Kapitel 4: Der Charakter des freien Geistes und die Herausforderungen des Lesers
Dieses Kapitel erörtert den Charakter des „freien Geistes“ in Nietzsches Werk und untersucht die Herausforderungen, die sich für den Leser ergeben, wenn er sich mit Nietzsches Schriften auseinandersetzt. Die intensive Lektüre der Aphorismenbücher, insbesondere der Fröhlichen Wissenschaft, wird als Einübung in eine philosophische Haltung des freien Geistes verstanden.
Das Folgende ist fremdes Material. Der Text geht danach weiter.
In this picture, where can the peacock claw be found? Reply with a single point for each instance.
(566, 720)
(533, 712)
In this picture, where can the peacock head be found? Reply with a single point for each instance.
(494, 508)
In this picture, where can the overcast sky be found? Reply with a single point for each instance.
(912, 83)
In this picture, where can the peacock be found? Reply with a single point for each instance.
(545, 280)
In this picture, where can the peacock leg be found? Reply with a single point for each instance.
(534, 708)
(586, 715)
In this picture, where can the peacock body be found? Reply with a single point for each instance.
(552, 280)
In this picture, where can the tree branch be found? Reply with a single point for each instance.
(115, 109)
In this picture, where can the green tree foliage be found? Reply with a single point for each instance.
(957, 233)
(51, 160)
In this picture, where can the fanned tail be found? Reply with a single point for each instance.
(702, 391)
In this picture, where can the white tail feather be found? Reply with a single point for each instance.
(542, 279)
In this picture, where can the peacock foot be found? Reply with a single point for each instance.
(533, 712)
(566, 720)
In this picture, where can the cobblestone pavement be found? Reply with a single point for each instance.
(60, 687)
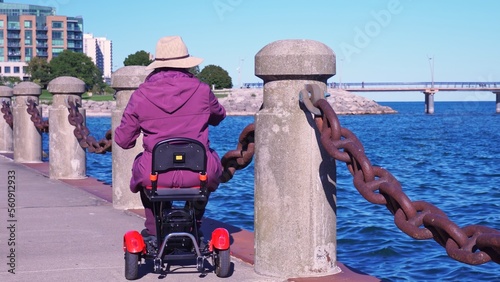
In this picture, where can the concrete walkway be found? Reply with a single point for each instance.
(68, 231)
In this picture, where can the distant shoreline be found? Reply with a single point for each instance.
(247, 102)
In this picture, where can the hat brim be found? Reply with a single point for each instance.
(184, 63)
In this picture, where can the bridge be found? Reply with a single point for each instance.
(427, 88)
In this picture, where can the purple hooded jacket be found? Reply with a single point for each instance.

Es wird gezeigt, wie Nietzsche den Leser subtil zu dieser Einübung auffordert.
Kapitel 5: Schluss
Der Schluss wird in dieser Zusammenfassung nicht berücksichtigt, um Spoiler zu vermeiden.
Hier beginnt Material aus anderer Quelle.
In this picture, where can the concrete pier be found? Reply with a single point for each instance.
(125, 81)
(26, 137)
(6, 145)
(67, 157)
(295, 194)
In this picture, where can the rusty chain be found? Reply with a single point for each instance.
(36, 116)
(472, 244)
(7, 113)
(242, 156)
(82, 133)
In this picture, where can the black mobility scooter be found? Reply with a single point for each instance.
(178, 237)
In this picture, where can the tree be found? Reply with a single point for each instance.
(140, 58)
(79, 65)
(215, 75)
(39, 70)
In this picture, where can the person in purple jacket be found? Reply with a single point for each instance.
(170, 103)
Schlüsselwörter (Keywords)
Die Arbeit befasst sich mit zentralen Themen und Begriffen im Werk Nietzsches, wie Stil, Sprache, Aphorismus, Metapher, freie Geist, Einübung in die Haltung des „freien Geistes“, philosophisches Schreiben, Wirkung auf den Leser und die Analyse von Texten. Die Arbeit untersucht, wie Nietzsche durch seinen Schreibstil den Leser zu einem kritischen und eigenständigen Denken anregt. Die Arbeit stellt die enge Beziehung zwischen Form und Inhalt im Werk Nietzsches heraus und zeigt, wie Nietzsche durch seine literarischen Mittel den Leser in einen Dialog mit seinen Gedanken einbezieht.